So the world didn’t end. I’m actually kind of disappointed. Would have been a pretty awesome way to die. Is that morbid and creepy? Ohwell.
I used a sparkly green lush bath bomb. It was the prettiest one I’ve used EVER, but the smell was really boring.
I meant to go to sleep after that, but I got all distracted. I suck at sleeping this week. BUT I did go running with my early morning Wednesday group and actually made it the whole 5 miles! The last several weeks I’ve only been doing 4. For some reason that was the magic number before I’d crap out, but now I have a promising future thanks to my knee who is finally starting to calm down.
I think I just ruined my chances of ever
finding a boyfriend tricking some poor guy into dating me.
Speaking of crossfit–A pictiure of me was posted on my box’s blog the other day!!!
Here’s a better view of it.
Did I mention that Angie is my least favorite workout ever? Figures. Also, push-ups are my least favorite movement ever. Right next to pull ups.
I did hand-release style pushups for this WOD because I wanted them to count towards my “exercise of the month club” reps. I am currently at 2,005. I am still currently “on schedule”. Only 1,095 more and I’ll be finished!!! Barf. My traps are enormous. Anyways, I am not even going to tell you how long that took me. Okay, fine. The pullups took about 12 minutes and the push-ups took another 15. I did the squats and the situps basically unbroken, but I was still the last person in my whole gym to finish that thing. I can’t even DO that workout without being SUPER duper pissed off the whole time.

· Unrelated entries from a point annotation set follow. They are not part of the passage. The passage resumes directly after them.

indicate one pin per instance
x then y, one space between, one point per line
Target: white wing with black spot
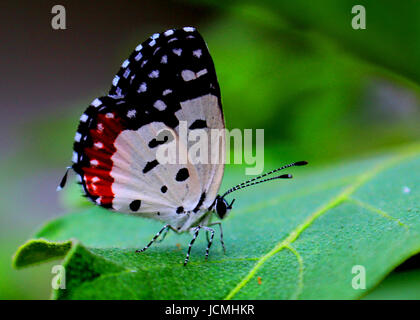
168 81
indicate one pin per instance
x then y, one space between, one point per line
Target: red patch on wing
98 175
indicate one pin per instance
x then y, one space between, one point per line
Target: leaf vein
334 202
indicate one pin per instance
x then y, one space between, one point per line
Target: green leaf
293 240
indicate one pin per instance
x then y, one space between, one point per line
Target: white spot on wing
168 32
75 157
131 113
126 73
160 105
115 80
77 137
96 102
142 88
154 74
125 63
197 53
177 51
138 56
84 117
189 75
201 72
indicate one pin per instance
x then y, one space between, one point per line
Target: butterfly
167 79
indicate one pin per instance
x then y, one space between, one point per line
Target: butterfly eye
222 208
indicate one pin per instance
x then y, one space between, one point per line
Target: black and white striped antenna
256 180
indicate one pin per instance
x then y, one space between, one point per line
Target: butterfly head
222 207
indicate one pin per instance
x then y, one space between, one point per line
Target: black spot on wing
154 142
135 205
182 175
150 165
198 124
180 210
200 202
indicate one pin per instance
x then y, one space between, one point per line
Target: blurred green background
322 91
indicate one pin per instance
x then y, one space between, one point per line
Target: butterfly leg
221 234
197 230
165 232
166 227
209 241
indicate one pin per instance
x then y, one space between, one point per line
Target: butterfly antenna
253 181
64 179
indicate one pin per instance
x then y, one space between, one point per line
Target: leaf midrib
361 179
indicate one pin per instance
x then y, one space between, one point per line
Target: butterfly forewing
168 79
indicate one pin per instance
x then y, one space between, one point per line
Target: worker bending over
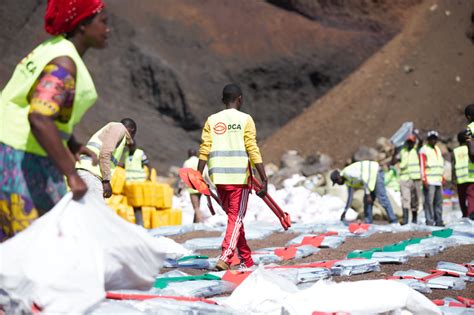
369 176
228 143
108 144
135 163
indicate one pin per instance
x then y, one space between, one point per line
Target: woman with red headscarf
47 95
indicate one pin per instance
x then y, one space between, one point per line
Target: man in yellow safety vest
461 173
469 113
369 176
432 169
108 144
410 179
228 146
135 162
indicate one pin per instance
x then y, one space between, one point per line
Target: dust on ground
460 254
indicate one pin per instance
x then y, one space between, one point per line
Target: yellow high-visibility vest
434 164
228 159
361 174
15 129
409 164
470 165
95 145
461 162
134 170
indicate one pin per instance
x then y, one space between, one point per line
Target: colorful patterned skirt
30 185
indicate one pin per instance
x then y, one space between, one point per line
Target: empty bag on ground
68 258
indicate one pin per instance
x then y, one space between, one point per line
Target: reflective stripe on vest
228 159
134 167
409 164
15 129
361 173
470 164
95 145
461 162
434 165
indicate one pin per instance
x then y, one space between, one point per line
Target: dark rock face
168 60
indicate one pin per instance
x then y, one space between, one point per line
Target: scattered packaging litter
422 250
198 288
390 257
158 306
115 307
204 243
466 271
69 257
179 284
415 284
195 262
264 292
301 276
458 306
348 267
437 282
331 241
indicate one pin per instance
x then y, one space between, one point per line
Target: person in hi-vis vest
432 177
135 161
469 113
367 175
460 171
47 95
410 179
108 144
228 147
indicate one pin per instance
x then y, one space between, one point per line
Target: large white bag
66 260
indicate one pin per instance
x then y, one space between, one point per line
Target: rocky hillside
424 74
168 60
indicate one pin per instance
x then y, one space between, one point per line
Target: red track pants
234 202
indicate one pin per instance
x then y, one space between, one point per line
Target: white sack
264 292
66 260
362 297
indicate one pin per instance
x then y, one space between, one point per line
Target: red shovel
193 179
284 217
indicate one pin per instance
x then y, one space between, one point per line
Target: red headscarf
62 16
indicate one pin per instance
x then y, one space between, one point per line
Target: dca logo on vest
220 128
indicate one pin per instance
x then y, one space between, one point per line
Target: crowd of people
420 174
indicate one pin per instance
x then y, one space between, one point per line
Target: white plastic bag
66 260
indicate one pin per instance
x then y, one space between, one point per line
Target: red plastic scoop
194 180
284 217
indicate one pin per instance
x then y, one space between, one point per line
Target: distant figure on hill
136 163
108 144
432 170
461 175
410 179
228 146
469 113
367 175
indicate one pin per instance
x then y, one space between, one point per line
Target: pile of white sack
66 261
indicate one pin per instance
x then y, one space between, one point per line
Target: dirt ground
461 254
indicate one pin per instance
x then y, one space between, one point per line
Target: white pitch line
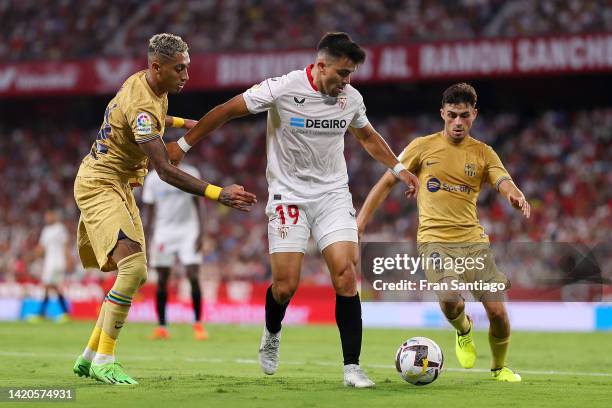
300 363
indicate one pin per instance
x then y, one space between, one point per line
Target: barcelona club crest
470 169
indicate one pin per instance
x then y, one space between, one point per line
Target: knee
345 280
134 269
498 314
452 307
284 290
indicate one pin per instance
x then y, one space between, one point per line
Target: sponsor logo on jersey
144 124
317 123
299 101
470 169
433 185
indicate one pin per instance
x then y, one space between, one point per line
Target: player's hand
360 233
519 202
199 244
235 196
175 153
411 181
190 123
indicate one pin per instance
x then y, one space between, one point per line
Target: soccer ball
419 360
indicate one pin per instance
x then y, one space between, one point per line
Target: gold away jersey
450 179
135 115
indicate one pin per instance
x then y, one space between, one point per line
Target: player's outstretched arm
179 123
234 108
376 147
515 197
232 196
375 198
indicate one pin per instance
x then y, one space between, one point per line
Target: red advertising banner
568 54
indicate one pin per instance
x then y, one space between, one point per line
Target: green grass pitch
558 369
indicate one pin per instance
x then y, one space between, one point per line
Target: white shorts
330 218
53 275
163 253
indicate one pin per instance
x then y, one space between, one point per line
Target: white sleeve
43 237
261 97
360 119
148 194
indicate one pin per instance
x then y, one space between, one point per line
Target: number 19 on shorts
293 212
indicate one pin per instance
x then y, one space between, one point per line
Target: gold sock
460 323
94 339
499 349
132 274
107 345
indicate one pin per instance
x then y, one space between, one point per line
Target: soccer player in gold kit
110 234
451 167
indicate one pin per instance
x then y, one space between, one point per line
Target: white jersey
175 210
54 239
305 135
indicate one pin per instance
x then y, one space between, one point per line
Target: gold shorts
107 206
465 262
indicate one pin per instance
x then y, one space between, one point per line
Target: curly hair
166 46
460 93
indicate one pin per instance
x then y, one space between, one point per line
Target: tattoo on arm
156 151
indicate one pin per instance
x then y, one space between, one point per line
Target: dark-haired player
452 166
309 112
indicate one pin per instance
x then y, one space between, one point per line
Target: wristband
212 192
397 168
178 122
183 144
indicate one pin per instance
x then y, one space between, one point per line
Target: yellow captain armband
212 192
178 122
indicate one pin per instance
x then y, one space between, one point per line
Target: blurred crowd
63 29
561 160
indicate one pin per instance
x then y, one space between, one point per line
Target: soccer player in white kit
177 231
53 243
309 112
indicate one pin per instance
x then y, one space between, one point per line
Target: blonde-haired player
110 234
452 166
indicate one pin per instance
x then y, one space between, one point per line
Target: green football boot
111 373
465 349
81 367
505 374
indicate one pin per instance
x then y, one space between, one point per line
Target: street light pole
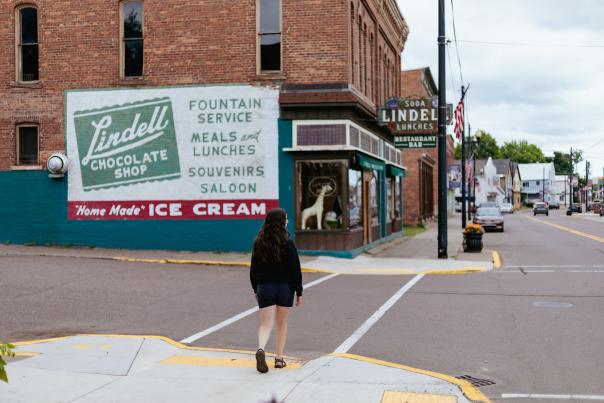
442 135
463 164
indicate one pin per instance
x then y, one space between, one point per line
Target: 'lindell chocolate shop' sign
412 116
180 153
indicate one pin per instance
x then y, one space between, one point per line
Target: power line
456 45
453 84
526 44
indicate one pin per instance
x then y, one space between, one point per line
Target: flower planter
472 242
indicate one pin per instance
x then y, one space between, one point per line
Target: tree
486 148
522 152
562 161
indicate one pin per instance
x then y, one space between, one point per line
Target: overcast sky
549 94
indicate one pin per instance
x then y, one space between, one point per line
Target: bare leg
282 313
267 319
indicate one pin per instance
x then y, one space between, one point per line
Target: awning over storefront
396 171
371 163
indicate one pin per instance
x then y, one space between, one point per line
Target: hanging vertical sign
413 121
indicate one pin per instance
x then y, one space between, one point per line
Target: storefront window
390 194
355 199
375 201
398 197
320 194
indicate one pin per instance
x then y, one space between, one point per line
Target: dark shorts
280 294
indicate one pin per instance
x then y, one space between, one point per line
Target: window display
390 183
355 199
375 198
320 194
398 197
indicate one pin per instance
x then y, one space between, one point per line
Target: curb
470 391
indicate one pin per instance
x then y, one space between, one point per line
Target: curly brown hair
270 244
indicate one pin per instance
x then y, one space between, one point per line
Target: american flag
459 120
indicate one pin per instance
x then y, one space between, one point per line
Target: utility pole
586 180
442 135
543 186
571 178
463 163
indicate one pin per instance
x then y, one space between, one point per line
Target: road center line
556 397
360 332
244 314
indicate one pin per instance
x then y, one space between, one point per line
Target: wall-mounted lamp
57 165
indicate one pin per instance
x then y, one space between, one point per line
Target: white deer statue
317 208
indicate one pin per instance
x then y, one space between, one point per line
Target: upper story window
27 44
269 35
132 39
27 145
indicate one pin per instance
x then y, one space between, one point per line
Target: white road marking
360 332
243 314
546 266
544 396
552 271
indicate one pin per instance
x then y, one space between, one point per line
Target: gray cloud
549 96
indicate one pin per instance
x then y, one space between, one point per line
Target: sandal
261 361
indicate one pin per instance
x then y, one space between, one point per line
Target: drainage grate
477 382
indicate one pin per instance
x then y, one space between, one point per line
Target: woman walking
275 275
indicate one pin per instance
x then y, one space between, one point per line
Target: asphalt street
533 326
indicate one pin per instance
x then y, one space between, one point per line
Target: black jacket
286 271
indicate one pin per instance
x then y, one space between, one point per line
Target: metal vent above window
365 142
321 135
375 147
354 136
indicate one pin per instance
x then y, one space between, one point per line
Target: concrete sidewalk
106 368
406 255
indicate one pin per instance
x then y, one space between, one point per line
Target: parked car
507 208
489 217
575 208
540 208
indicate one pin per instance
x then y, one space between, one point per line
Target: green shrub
6 350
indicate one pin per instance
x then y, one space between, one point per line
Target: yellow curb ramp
172 342
391 396
222 362
204 263
307 269
496 259
466 387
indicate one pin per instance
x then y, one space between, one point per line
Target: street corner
121 368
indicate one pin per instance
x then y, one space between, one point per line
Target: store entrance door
366 207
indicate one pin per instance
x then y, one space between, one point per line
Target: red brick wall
413 86
192 42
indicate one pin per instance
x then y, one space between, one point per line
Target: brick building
421 184
323 74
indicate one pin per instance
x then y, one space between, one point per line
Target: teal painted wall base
34 211
350 254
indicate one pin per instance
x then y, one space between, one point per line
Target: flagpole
461 117
442 135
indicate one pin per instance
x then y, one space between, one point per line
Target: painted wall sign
415 141
172 153
412 115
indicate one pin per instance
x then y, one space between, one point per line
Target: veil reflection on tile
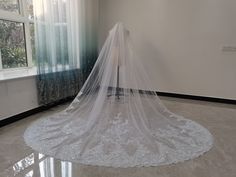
39 165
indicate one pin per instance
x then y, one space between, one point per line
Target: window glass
32 38
30 9
12 44
10 5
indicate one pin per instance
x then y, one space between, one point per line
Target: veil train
112 122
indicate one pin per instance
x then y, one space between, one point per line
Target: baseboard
200 98
26 114
23 115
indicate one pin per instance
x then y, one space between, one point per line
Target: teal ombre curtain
66 46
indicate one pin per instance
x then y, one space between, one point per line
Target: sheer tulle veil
112 122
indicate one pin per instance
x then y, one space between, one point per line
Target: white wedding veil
113 122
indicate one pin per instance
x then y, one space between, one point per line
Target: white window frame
21 17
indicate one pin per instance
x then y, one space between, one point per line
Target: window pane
32 38
12 44
10 5
30 9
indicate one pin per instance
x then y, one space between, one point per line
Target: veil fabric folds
112 122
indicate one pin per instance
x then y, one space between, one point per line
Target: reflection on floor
19 160
37 164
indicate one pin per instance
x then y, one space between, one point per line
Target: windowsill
10 74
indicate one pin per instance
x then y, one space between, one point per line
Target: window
16 34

I was cursing and crying and sweating and hating my life.
Let’s talk food, shall we?
I can’t stop making that spaghettis squash bake. It’s so freaking good and it lasts for 4-6 meals, depending on how starving you are.
This is my grass-fed steak:
It’s a little bit rare, but I don’t care. I ate it anyway.
Brad came over again last night and we made “epic breakfast”.
He pretty much made everything except the french toast. Which turned out looking like turds.
But it tasted pretty epic anyways. I went to get the loaf out of the pan when I discovered that the middle was still soupy. How did I discover that, you ask? Oh, I dumped it all over the kitchen. Isn’t that how everyone checks to see if their bread is done?
Whatever. We exchanged christmas goodies. One of the things he gave me:
Freaking delicious on eggs. We used it during epic breakfast.
Oh, PS–still no callbacks from Bear Grylls casting. I’m not really too excited about submitting a video at this point. It’s a lot of trouble.